The project is aimed to provide a framework for the process of refactoring Python projects from the very beginning to the very end:

  • autorefine analyzeanalyze the project with linters and type checkers,
  • autorefine roadmapcreate a refactoring roadmap (like https://github.com/CERT-Polska/malduck/issues/110, but with more details available as a specialized document),
  • autorefine plancreate a delivery plan (like in the issue above) to split the refactoring process into a sequence of iterations,
  • autorefine autopilotapply automatic fixes and commit them in reviewable and git-bisectable chunks with meaningful descriptions,
  • autorefine ci → typically run tests and other tools that determine whether the project runs safe,
  • autorefine auditrun pip-audit and try to auto-fix in dependency specs,
  • autorefine troubleshoot → using the configured auditing task repeatedly when running git bisect to find out what fix went wrong, describe the problem,
  • leave the rest for manual work,
  • autorefine finalizecreate a PR (like https://github.com/CERT-Polska/malduck/issues/111) to finalize the current iteration of refactoring with a detailed description of the changes and a link to the roadmap, delivery plan and all commits.

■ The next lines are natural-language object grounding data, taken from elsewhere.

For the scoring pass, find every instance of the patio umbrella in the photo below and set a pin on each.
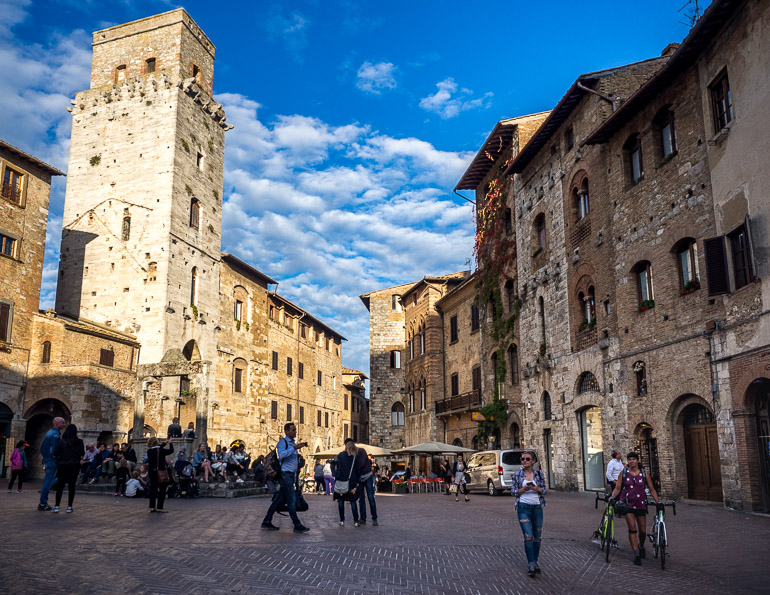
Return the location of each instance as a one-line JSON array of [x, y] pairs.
[[375, 451], [432, 448]]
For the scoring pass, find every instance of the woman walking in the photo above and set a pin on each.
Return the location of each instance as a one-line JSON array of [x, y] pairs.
[[630, 486], [528, 487], [458, 473], [159, 474], [68, 453], [347, 473], [18, 465]]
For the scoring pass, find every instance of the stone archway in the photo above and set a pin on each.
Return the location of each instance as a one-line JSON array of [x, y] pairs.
[[697, 467]]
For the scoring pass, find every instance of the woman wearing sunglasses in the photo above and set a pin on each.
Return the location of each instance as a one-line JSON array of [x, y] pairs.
[[528, 487]]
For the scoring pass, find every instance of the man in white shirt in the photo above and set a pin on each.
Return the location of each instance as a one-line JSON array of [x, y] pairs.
[[614, 468]]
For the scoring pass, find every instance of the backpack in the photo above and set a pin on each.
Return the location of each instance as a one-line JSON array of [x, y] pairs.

Created to accomplish https://github.com/jaraco/skeleton/issues/98 and for personal use to raise awareness of best practices across the Python community globally.

Planned tooling

The project is planned to be a wrapper around the following well-tested & recognized tools:

  • MonkeyType for automatic type annotations generation,
  • Fixit for automatic fixes that require static analysis and scope analysis and planning of manual refactoring steps,
  • Ruff for automatic fixes and planning of manual refactoring steps,
  • Static type checking:
  • mypy,
  • pyre,
  • pytype,
  • diff-cover for coverage reports on fixes,
  • smokeshow for hosting detailed refactoring roadmaps and delivery plans,
  • pandas for collecting tasks and creating markdown tables,
  • GitHub CLI for creating tickets.

Refactoring workflow

autorefine will be a CLI tool that will help you refactor a project in a few simple steps:

  1. Fork a repository you want to refactor.

  2. Create a new branch for refactoring.

  3. Run autorefine configure to run a wizard that will help you configure autorefine, configure audits (autorefine will typically detect doctest, pytest and other tools that determine whether the project runs safe) and refactor the project for a specific choice of linting tools.

  4. Run autorefine analyze to analyze the project with linters and type checkers. autorefine now knows what needs to be fixed in the current HEAD.

  5. Run autorefine roadmap to create a refactoring roadmap. You will have a checklist of all the things that need to be fixed in the project automatically and manually.

  6. Run autorefine plan to create a delivery plan and set up iterations of the refactoring process. For example, you can start off by a PR that aims to modernize the codebase and does not change the implementation (fixes in the roadmap will be grouped and you will be able to select which ones you want to apply in this iteration), that would be the first iteration, and then apply some implementation-changing autofixes, such as replacing f"'{x}'" with f"{x!r}"—that could be the second iteration. Having a delivery plan will make autorefine create a PR for each iteration, so that you can review the changes and merge them separately.

  7. Run autorefine autopilot to apply automatic fixes and commit them in reviewable and git-bisectable chunks with meaningful descriptions.

  8. Run autorefine ci to prevent future regressions.

  9. Run autorefine audit to address supply chain security concerns.

  10. Run autorefine troubleshoot to repeatedly call autorefine audit within git bisect to find out what fix went wrong, and get a detailed description of the problem and suggestions on how to fix it.

  11. Manually fix the problems that cannot be fixed automatically. You will find them in the roadmap (autorefine roadmap).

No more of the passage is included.